After overpowering two college football non-entities at home, UW was forced to hit the reset button on its season. The victories counted, of course, but the real season for the 20th-ranked Badgers began Saturday night at Arizona State.
With a rare electric atmosphere at dressed-in-black Sun Devil Stadium and a legitimate Pac-12 Conference contender on the opposite sideline, the game figured to be the first real test for UW in Gary Andersen's first season as coach.
In truth, however, it was much more than that. Because matchups carry more weight when unfamiliar opponents meet in intersectional games, Arizona State was in many ways the ultimate test for this UW team.
That's because the Sun Devils were a bad matchup for the Badgers. Their strengths hit UW where it was weak or, more accurately, where it was still unproven despite the statistical domination of its first two opponents.
First of all, Arizona State's no-huddle spread passing attack, featuring junior quarterback Taylor Kelly, figured to test UW's revamped secondary in ways UMass and Tennessee Tech never could.
Second, the Sun Devils' aggressive, physical defensive line, led by all-America candidate Will Sutton, was expected for provide a stiff challenge for a UW offensive line that lost two starters to the NFL draft in April.

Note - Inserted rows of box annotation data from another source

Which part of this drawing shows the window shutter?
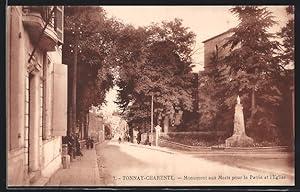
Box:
[52,64,68,136]
[55,6,64,44]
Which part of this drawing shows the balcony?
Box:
[23,6,60,51]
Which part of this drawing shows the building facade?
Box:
[6,6,67,186]
[88,107,105,142]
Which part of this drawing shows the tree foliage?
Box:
[63,6,120,124]
[117,19,195,131]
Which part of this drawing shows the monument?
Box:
[225,96,253,147]
[155,125,161,146]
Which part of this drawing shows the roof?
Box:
[202,28,233,43]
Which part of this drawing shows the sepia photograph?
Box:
[5,4,295,189]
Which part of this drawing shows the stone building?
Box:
[198,29,295,146]
[88,107,105,142]
[202,30,233,71]
[6,6,67,186]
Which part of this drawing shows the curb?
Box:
[129,143,176,154]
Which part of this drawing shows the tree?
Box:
[222,6,284,140]
[118,19,195,132]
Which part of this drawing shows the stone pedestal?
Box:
[155,125,161,146]
[225,96,253,147]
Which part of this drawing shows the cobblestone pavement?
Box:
[96,141,294,186]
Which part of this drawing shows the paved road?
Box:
[97,141,294,186]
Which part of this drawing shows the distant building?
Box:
[198,29,295,145]
[88,108,105,142]
[6,6,67,186]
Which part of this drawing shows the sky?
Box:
[102,6,287,113]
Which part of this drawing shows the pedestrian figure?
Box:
[75,136,83,157]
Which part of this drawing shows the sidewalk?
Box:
[45,144,99,186]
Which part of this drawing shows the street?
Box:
[96,141,294,186]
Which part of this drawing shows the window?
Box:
[55,6,64,44]
[52,64,68,136]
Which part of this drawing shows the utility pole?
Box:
[151,93,154,143]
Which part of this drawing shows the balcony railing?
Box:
[23,6,63,50]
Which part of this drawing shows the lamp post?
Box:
[151,93,154,143]
[69,16,82,158]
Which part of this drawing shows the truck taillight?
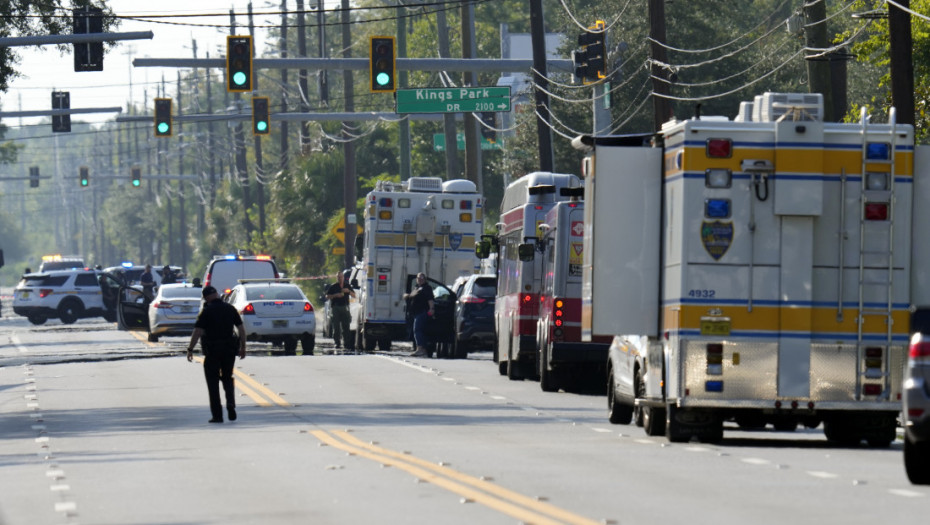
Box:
[907,333,930,363]
[707,139,733,159]
[865,202,888,221]
[707,343,723,376]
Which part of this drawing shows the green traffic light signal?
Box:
[155,98,171,137]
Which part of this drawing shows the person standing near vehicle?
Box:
[404,272,434,357]
[326,272,355,350]
[187,286,245,423]
[139,264,155,301]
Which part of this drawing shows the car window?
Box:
[471,277,497,297]
[23,275,68,287]
[74,273,99,286]
[161,286,201,299]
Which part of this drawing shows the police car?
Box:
[13,268,118,325]
[225,279,316,355]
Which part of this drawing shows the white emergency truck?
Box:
[356,177,484,351]
[574,93,930,446]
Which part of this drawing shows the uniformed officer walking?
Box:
[187,286,245,423]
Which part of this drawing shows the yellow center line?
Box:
[310,430,600,525]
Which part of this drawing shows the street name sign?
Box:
[396,86,510,113]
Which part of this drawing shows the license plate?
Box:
[701,319,730,336]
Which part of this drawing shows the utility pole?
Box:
[341,0,358,268]
[436,5,459,179]
[229,9,250,235]
[649,0,672,131]
[888,0,914,125]
[528,0,555,172]
[458,1,482,188]
[396,0,410,180]
[804,2,837,122]
[297,0,310,150]
[246,2,265,237]
[278,0,289,178]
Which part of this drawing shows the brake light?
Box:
[907,333,930,362]
[707,139,733,159]
[865,202,888,221]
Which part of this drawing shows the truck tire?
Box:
[58,299,84,324]
[904,436,930,485]
[607,370,633,425]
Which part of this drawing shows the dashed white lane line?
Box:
[807,470,839,479]
[888,489,926,498]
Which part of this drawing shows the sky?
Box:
[0,0,339,127]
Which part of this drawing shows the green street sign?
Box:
[433,133,502,151]
[396,86,510,113]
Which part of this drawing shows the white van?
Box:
[203,254,280,295]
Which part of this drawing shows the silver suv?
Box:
[13,269,115,325]
[903,322,930,485]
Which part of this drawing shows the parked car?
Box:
[225,279,316,355]
[402,274,455,358]
[902,310,930,485]
[202,252,280,295]
[13,269,118,325]
[148,283,203,343]
[452,274,497,358]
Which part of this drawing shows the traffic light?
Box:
[155,98,171,137]
[252,97,271,135]
[226,36,252,93]
[52,91,71,133]
[572,20,607,84]
[368,36,397,93]
[71,7,103,71]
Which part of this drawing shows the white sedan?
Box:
[225,279,316,355]
[149,283,203,343]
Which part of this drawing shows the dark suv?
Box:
[902,310,930,485]
[453,274,497,357]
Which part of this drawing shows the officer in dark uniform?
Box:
[187,286,245,423]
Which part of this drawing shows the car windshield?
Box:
[245,286,303,301]
[161,286,201,300]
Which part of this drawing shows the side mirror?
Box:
[475,241,491,259]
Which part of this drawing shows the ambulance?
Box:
[354,177,484,351]
[573,93,930,447]
[524,186,610,392]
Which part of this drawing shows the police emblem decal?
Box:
[449,232,462,252]
[701,221,733,261]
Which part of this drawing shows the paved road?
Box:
[0,317,930,525]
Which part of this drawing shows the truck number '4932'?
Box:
[688,290,717,299]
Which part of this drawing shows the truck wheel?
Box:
[284,337,297,355]
[632,369,646,427]
[904,436,930,485]
[58,299,84,324]
[607,370,633,425]
[300,334,316,355]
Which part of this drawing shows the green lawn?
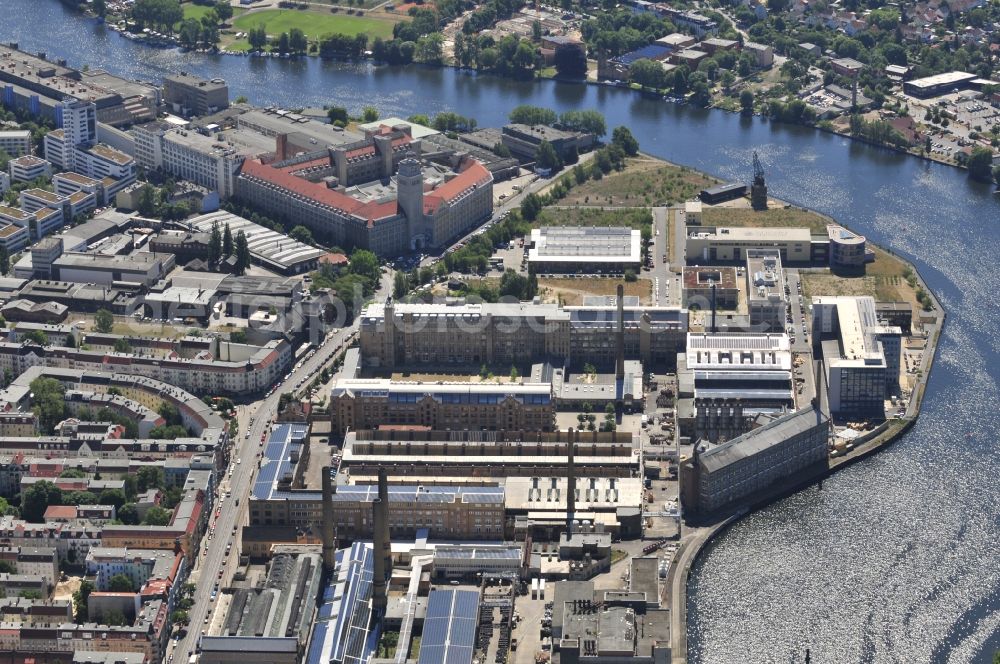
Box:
[233,9,395,39]
[181,2,212,21]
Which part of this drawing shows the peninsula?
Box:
[0,39,944,664]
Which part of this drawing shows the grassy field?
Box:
[560,158,717,207]
[801,247,922,311]
[538,208,653,229]
[229,9,397,40]
[538,277,652,306]
[701,207,830,235]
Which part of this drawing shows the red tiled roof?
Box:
[424,159,490,213]
[45,505,76,521]
[241,154,490,226]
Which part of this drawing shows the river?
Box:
[7,0,1000,664]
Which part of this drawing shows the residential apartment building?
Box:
[7,154,52,182]
[236,149,493,256]
[0,129,31,157]
[681,405,830,513]
[360,299,688,369]
[747,249,788,332]
[330,368,555,436]
[812,296,902,419]
[0,340,292,396]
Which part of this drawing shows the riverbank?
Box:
[68,3,1000,185]
[667,245,946,664]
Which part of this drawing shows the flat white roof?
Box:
[528,226,642,263]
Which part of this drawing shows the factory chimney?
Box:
[323,466,337,573]
[372,498,388,612]
[372,468,392,611]
[566,428,576,536]
[615,284,625,384]
[709,281,719,334]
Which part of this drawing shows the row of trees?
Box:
[507,104,608,137]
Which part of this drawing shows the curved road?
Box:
[167,319,368,663]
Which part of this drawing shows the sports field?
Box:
[233,9,396,39]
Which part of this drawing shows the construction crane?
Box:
[750,151,767,210]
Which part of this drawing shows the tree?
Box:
[326,106,350,125]
[611,126,639,157]
[247,25,267,51]
[236,230,250,274]
[535,141,563,172]
[288,28,309,53]
[208,221,222,265]
[98,489,125,510]
[24,330,49,346]
[968,146,993,182]
[348,249,381,282]
[288,224,316,244]
[222,222,233,258]
[392,272,410,298]
[73,579,94,623]
[177,18,201,48]
[26,377,66,436]
[117,503,139,526]
[521,193,542,221]
[135,466,166,493]
[94,309,115,334]
[21,480,62,523]
[108,574,135,593]
[142,507,170,526]
[559,111,608,136]
[507,104,559,125]
[215,0,233,22]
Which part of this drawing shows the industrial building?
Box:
[903,71,978,99]
[184,211,326,274]
[681,405,830,514]
[677,332,795,441]
[359,299,688,370]
[528,226,642,274]
[341,427,640,482]
[163,71,229,117]
[685,226,829,265]
[681,266,740,311]
[552,581,671,664]
[812,296,903,419]
[698,182,747,205]
[330,368,555,436]
[200,547,323,664]
[250,424,504,540]
[747,249,788,332]
[826,224,875,272]
[236,147,493,256]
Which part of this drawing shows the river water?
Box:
[0,0,1000,664]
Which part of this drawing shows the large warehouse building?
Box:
[528,226,642,274]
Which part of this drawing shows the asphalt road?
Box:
[167,319,358,662]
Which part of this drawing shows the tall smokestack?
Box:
[372,498,388,612]
[615,284,625,381]
[709,281,718,334]
[323,466,337,572]
[566,428,576,535]
[373,468,392,574]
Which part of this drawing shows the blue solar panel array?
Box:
[417,590,479,664]
[253,424,309,500]
[611,44,673,65]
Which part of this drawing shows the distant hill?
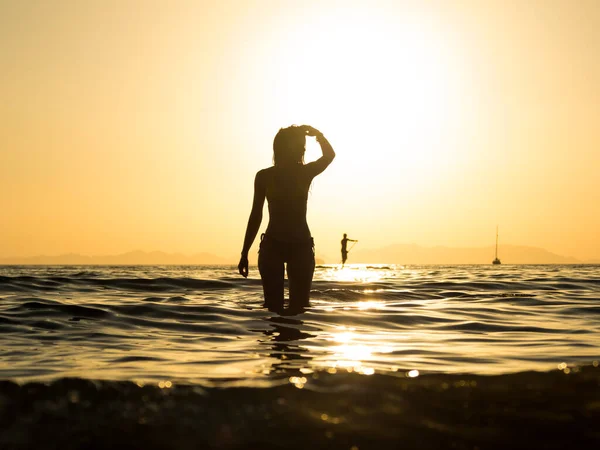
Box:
[0,244,600,265]
[349,244,582,264]
[0,250,230,265]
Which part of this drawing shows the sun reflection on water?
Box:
[322,264,395,283]
[316,326,393,375]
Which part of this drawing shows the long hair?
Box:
[273,125,306,166]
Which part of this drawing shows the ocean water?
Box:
[0,265,600,386]
[0,265,600,450]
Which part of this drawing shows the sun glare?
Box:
[264,8,466,185]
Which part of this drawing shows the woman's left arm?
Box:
[238,172,266,277]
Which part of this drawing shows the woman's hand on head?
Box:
[238,255,248,278]
[302,125,323,136]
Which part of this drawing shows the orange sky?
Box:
[0,0,600,259]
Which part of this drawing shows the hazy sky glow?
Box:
[0,0,600,259]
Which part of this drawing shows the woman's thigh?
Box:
[258,241,284,311]
[287,245,315,308]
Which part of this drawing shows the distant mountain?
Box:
[349,244,582,264]
[0,244,600,265]
[0,250,230,265]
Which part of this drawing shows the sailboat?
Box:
[492,225,502,264]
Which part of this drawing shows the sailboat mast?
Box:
[496,225,498,259]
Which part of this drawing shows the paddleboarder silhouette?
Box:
[342,233,358,266]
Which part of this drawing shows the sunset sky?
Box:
[0,0,600,260]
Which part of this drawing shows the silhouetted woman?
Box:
[238,125,335,311]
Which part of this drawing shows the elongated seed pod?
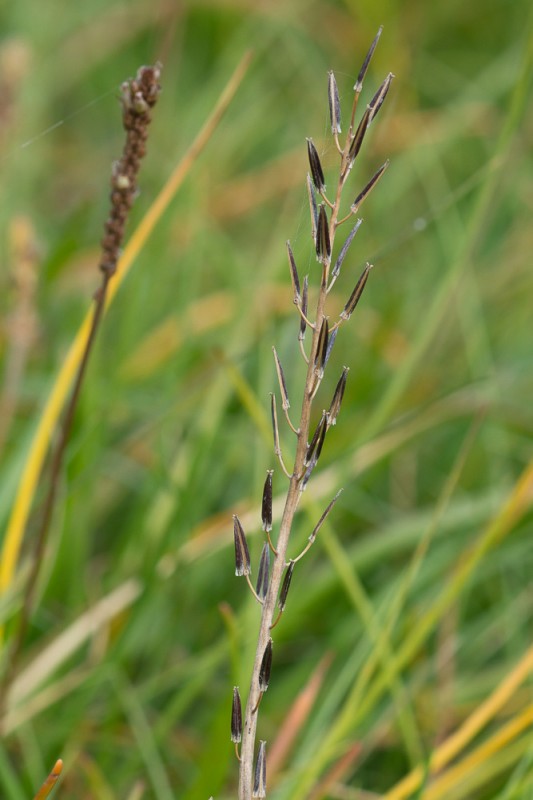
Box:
[341,264,372,319]
[328,367,349,426]
[368,72,394,125]
[307,139,326,193]
[287,242,301,305]
[278,561,294,611]
[315,203,331,264]
[255,542,270,600]
[252,741,266,799]
[351,159,390,214]
[259,639,272,692]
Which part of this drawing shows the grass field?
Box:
[0,0,533,800]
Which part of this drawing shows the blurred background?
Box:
[0,0,533,800]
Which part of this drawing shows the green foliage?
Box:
[0,0,533,800]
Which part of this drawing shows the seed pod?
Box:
[328,366,348,426]
[353,25,383,92]
[278,561,294,611]
[233,514,251,576]
[259,639,272,692]
[328,72,341,134]
[368,72,394,125]
[331,219,363,281]
[287,242,300,305]
[304,411,328,467]
[261,469,274,532]
[351,159,390,214]
[307,139,326,193]
[340,264,373,319]
[231,686,242,744]
[255,542,270,600]
[315,203,331,264]
[252,741,266,798]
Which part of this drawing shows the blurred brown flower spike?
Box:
[100,64,161,276]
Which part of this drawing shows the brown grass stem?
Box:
[0,65,160,716]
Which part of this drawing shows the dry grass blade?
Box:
[0,53,251,633]
[33,758,63,800]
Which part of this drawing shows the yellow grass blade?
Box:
[0,53,251,612]
[33,758,63,800]
[381,646,533,800]
[424,704,533,800]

Finally, since Arizona State plays a high-pressure defense that was second in the nation in sacks last season, people were anxious to see if Joel Stave, UW's sophomore quarterback, could operate efficiently when under fire from the defense.
So how did UW do when facing its ultimate early season test?
In a word, it failed. UW's 32-30 loss to Arizona State, though it didn't end until a controversial play that will be debated in Wisconsin forever, showed that the concerns about certain areas were warranted. The Badgers took a 21-13 lead when Melvin Gordon dashed 80-yards for a touchdown on the first play of the second half, but the Badgers couldn't hang on for the victory, in large part because they couldn't sustain drives or stop the pass.
Let's take a look at the areas of concern one by one and see how the Badgers performed.
UW's pass coverage didn't let Kelly and his multitude of pass receivers dominate the game until crunch time. Kelly's mobility and Arizona State's quick passing made getting to the quarterback almost impossible, so it was up to the backs and linebackers to maintain coverage.
Despite giving up nothing over the top, the defense allowed too many free-running receivers on critical plays. UW's youth showed late in the first half when cornerbacks Darius Hillary and Sojourn Shelton were called for pass interference on back-to-back plays despite being in reasonably good position. More penalties in coverage and an inability to cover a series of back-shoulder fades contributed to three long scoring drives that allowed the Sun Devils to come from behind and take a 32-24 lead in the fourth quarter.
Meanwhile, Arizona State's aggressive blitzing caused problems for both the run and the pass early, but UW's line gradually asserted itself and began to open holes for Gordon and James White. The coaches also called some plays -- screen passes and fly sweeps -- to make the Sun Devils pay for their aggressiveness.
But even though the Badgers produced decent numbers on the ground, they didn't gain a ton of yardage between the tackles. The Badgers weren't going to hit their inflated 390-yard rushing average from the first two games, but they did have more than 200 yards on the ground.
Stave, who was inconsistent in UW's first two games, was under intense pressure as Arizona State threw a variety of blitzes at him. After a slow start, he settled down a bit but never truly found a rhythm.
Stave's relatively slow release showed at he had two passes batted down and was hit repeatedly as he threw, often affecting the pass. Stave got smoked when the line missed a delayed blitz by Anthony Jones and was slow getting up, but he was back in on the next series. Still, he appeared to be rushing when he missed some critical throws that stalled drives in the second half.
Give Stave credit, though. He hung tough and directed two late drives, one that cut the lead to two, another that gave UW a chance to win at the end. However, the game ended when Stave downed the ball but placed it on the ground after taking a knee instead of handing it to the official. UW wanted to spike the ball on the next play and kick a field goal, but confusion reigned, the officials never took charge and UW never got off another play.
In the end, it was one tough way for for a game UW team to fail such a big test.